In the last few decades, the process of conducting clinical trials in IBD has advanced, and clinical care has significantly changed over this time, with increasing remote and virtual care of patients. However, in that same period, failure to modernize clinical trial protocols in IBD has contributed to low recruitment and a lack of diversity of trial participants. With advances in virtual technologies, there is an opportunity to implement digitized clinical trials in IBD. Several recommendations for use of virtual technologies in clinical trials in IBD are outlined in this article, including digital invitations using large research patient registries and cohorts, virtual visits, remote consent and recruitment, digital data collection, remote delivery of medications to patient homes, and greater use of RCHD from trial participants over the long term. We believe these recommendations can serve as a digital road map that through collaborative efforts by trial regulators, funders, and sponsors working closely with clinicians and patients would considerably increase the quality, completeness, and speed of data collection in trials and potentially reduce the costs associated with conducting large clinical trials in IBD. Ultimately, adoption of digital solutions should result in increased participation of patients, greater diversity of participants, and more patient-centric clinical trials.
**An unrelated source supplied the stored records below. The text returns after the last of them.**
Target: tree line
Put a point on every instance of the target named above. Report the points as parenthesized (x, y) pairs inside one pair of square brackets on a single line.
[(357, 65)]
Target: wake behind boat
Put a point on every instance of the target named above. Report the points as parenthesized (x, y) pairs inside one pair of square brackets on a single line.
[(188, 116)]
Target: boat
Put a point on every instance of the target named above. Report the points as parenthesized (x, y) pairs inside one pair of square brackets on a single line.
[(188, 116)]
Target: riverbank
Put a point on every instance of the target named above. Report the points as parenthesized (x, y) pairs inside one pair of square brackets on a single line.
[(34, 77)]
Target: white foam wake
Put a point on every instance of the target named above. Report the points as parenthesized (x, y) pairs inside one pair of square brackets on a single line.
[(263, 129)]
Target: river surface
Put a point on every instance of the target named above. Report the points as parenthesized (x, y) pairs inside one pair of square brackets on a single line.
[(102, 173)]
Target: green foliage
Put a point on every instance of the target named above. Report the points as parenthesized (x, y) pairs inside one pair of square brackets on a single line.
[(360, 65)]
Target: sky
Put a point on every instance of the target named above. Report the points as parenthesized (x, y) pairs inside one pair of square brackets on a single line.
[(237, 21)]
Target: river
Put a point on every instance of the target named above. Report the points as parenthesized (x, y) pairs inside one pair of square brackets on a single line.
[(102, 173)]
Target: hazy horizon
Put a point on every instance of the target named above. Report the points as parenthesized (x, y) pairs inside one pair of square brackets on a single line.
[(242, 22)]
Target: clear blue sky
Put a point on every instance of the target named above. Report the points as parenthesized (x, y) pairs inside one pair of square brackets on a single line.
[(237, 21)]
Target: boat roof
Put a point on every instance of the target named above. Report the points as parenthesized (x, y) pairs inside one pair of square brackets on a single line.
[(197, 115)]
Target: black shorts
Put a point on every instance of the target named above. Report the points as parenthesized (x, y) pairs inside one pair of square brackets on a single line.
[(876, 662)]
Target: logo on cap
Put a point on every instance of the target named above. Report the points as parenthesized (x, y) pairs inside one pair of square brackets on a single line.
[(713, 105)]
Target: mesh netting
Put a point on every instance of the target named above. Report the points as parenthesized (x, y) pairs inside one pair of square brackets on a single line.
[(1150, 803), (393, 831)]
Dr Noor and Dr Siegel participated in the Crohn’s & Colitis Foundation REACH-IBD inaugural career connection mentorship program, with Dr Noor as mentee and Dr Siegel as mentor. 


Dr Noor has received educational grants or speaker fees from AbbVie, Dr Falk Pharma, Galapagos, Gilead, Janssen, Pfizer, Pharmacosmos, PredictImmune, SBK Healthcare, Takeda, and Tillotts Pharma AG. Dr Siegel has served on advisory boards or consulted for AbbVie, BMS, Lilly, Janssen, Napo Pharmaceuticals, Pfizer, ProciseDx, Prometheus, Takeda, and Trellus Health; has received speaker fees for continuing medical education activities from AbbVie, Janssen, Pfizer, and Takeda; and has received grant support from Crohn’s & Colitis Foundation, Leona M. and Harry B. Helmsley Charitable Trust, AbbVie, Janssen, Pfizer, and Takeda. Dr Siegel is a cofounder of MiTest Health (software developed by MiTest Health has been licensed to Takeda) and of ColonaryConcepts.